While such reports were thoroughly fascinating, what impressed me most was the fact that everyone was eager to tell stories about the birds they see on a daily basis in or nearby their own backyards.
The reports ranged from a woman seeing an American bittern perched on a utility line near a small marsh flooded by recent rains, to a man that told how raccoons had become so fond of the nectar in his hummingbird feeders; he had to take the feeders inside every night. One member described how brown thrashers rummaged through the top of a tree he cut down in his backyard as he worked nearby. Several people spoke about the fascinating behavior of the Carolina wrens that inhabit their yards. A remarkably large number of hawks were the subjects of many reports. I found it interesting to hear one-woman talk about feeding blue jays and how they come looking for her when they want to be fed. Still others discussed seeing everything from blue-gray gnatcatchers to indigo buntings in their yards.
As people shared their experiences, the room was full of laughter and fellowship. It was obvious to me all of the members genuinely felt they were contributing to the discussion.
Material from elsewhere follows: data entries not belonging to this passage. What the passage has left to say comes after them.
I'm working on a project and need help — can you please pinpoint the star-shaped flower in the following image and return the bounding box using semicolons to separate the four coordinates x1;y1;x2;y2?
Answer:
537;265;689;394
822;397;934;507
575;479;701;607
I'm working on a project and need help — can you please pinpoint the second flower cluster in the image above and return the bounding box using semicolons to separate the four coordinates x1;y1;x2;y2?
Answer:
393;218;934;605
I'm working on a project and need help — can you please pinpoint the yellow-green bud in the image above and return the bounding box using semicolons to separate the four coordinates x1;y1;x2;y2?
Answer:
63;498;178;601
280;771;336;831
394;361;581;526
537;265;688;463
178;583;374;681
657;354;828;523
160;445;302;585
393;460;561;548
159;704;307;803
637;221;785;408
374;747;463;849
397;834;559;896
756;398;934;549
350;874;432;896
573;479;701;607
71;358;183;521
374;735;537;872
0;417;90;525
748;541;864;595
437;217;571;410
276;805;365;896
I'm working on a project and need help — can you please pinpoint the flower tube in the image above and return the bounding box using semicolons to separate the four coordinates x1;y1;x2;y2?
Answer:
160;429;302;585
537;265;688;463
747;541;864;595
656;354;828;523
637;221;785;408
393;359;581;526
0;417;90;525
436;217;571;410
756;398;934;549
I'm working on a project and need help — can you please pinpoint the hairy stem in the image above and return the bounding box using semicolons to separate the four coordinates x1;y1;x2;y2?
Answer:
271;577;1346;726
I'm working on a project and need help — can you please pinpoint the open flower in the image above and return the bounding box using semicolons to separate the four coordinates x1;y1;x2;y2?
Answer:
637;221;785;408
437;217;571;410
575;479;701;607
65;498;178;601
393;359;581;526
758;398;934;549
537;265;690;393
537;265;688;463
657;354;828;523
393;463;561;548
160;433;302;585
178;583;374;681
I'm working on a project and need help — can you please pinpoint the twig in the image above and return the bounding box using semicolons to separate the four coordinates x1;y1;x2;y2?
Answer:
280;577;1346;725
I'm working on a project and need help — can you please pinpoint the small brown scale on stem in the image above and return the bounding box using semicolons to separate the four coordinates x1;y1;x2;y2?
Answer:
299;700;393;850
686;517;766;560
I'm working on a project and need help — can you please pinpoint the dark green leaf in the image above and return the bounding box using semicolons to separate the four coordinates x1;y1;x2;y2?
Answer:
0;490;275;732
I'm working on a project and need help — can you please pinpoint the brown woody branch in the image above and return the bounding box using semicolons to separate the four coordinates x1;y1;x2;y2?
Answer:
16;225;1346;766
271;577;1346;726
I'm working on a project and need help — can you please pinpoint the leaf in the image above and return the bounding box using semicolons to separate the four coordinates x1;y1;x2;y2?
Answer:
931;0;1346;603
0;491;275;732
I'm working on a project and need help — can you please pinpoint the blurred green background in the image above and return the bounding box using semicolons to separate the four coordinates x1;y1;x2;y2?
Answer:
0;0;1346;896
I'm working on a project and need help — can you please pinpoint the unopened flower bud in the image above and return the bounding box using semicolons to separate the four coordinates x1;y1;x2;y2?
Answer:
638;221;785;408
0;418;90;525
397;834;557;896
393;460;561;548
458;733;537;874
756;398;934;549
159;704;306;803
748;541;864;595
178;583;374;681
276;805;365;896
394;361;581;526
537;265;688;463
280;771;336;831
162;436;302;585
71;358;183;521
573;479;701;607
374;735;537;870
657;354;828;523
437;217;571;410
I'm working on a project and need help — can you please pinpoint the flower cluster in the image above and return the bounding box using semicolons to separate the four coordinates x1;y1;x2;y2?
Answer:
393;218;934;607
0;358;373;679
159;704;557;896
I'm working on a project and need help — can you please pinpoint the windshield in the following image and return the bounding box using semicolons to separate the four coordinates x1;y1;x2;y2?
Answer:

Even after the meeting had closed, people were still talking with one another about birds and other wildlife.
It was also great to see more experienced birders interacting with beginners. Everyone was learning from one another. As such, they are gaining a deeper understanding and appreciation of the natural world. There is no doubt in my mind the quality of the life these people enjoy is enriched by the wildlife they see on a daily basis.
If there is a bird or nature club in your neck of the woods, attend one of its meetings. If a club is not located nearby, consider starting one. Either way, if you do, you will be better for it.